Los dos miramos hacia el coche y el camino de acceso y no parece que vayamos a tener tanta suerte.
—No es el vehículo que salió a toda prisa de detrás de la cafetería —dice Schroder.
—Ya lo sé. ¿Tienes alguna pista al respecto?
—Todavía no. La cafetería no tiene ningún sistema de vigilancia, el propietario dice que son demasiado caros. Seguimos esperando los resultados de los análisis que puedan relacionar las muestras de pintura con la de algún modelo de vehículo concreto, pero eso aún tardará unos cuantos días más.
—Emma no dispone de unos cuantos días más. Y Cooper tampoco —digo—. Si no estaba allí dentro —continúo, mirando fijamente la casa— es que se lo han llevado a alguna parte. ¿Por qué reducirlo con una Taser si tenían planeado matarlo a continuación?
—Tal vez era la única arma de que disponían.
—Entonces le habrían disparado una descarga eléctrica con la Taser, lo habrían apuñalado y lo habrían dejado en el vestíbulo. No creo que estuviera ahí dentro. ¿Qué motivo podrían tener para arrastrarlo hasta el interior de la casa si tenían planeado matarlo?
—Siempre hay un motivo —dice Schroder.
Tiene razón. Sin embargo, estoy casi seguro de que Cooper no está allí. Y espero que eso signifique que Emma tampoco.
—De acuerdo, Tate. Mira, vete a casa. Te mandaré a alguien dentro de media hora para que haga un retrato robot con tu descripción. La publicaremos en los periódicos. Tal vez alguien lo reconozca. Descansa un poco y cuídate esa pierna.
Me llevo la pierna junto con el resto de mi cuerpo hacia el coche. No está aparcado lo suficientemente lejos de la casa como para que no haya sufrido daños debido al calor: la pintura del capó y del lado del pasajero se ha llenado de ampollas. Tengo que andar balanceando la pierna porque no puedo doblarla. Abro la puerta y mientras estoy entrando un tipo se aparta de la multitud y viene hacia mí.

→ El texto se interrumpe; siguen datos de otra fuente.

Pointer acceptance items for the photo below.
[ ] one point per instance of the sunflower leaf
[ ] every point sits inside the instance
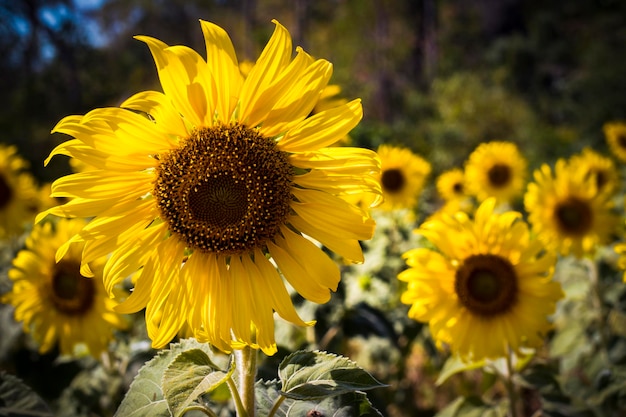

—Eh, colega, has tenido suerte de salir a tiempo —dice. Es rubio, con el pelo trenzado en unas rastas de al menos un metro de largo y huele a perro mojado. Viste unos pantalones de color verde militar y una camiseta con la frase «Ya no estás en Guatemala, doctor Huxtable», en alusión a la frase emblemática del culebrón
Shortland Street
. Tiene la piel del rostro muy bronceada y los labios agrietados por el sol; lleva una mano metida en el bolsillo de los pantalones y un cigarrillo apagado en la otra—. Eres poli, ¿verdad?
—¿Has visto quién ha provocado el fuego? —pregunto mientras me pongo de pie de nuevo y mi rodilla se queja. Al mal olor de las rastas se le suma el olor a hierba. Tiene los ojos inyectados en sangre.
—No, tío, lo siento. ¿El profesor está bien?
—¿Eres uno de sus alumnos? —pregunto.
—No, tío, soy uno de sus vecinos.
—¿Crees que puede haberle ocurrido algo? —pregunto.
Se encoge de hombros.
—Creo que sí. Pero antes déjame que te diga que no puedes arrestarme. No llevo nada de hierba encima.
—Venga ya… —digo.
—¿Aceptas el trato?
—Vale. Prometo no arrestarte.
—Vi algo ayer por la mañana. Yo estaba sentado fuera, ¿vale? Sentado y tal, ¿vale? Fumando un poco… relajado… ¿sabes lo que te digo? Y vi que un tío se le acercaba al pavo este, al profesor, y el pavo este, el profesor, va y se cae o algo y entonces el otro lo ayuda. Pensé que estaba alucinando o algo. Bueno, es que iba fumadísimo, ¿sabes?
—¿En qué casa vives?
—En esa, colega —dice, señalando la que hay al otro lado de la calle, frente a la de Cooper. Es una casa de una sola planta, encajada en un pequeño solar, como todas las de la calle y pintada de un color parecido. Lo único que diferencia su casa de las de sus vecinos es que el césped no ha visto una segadora desde el invierno.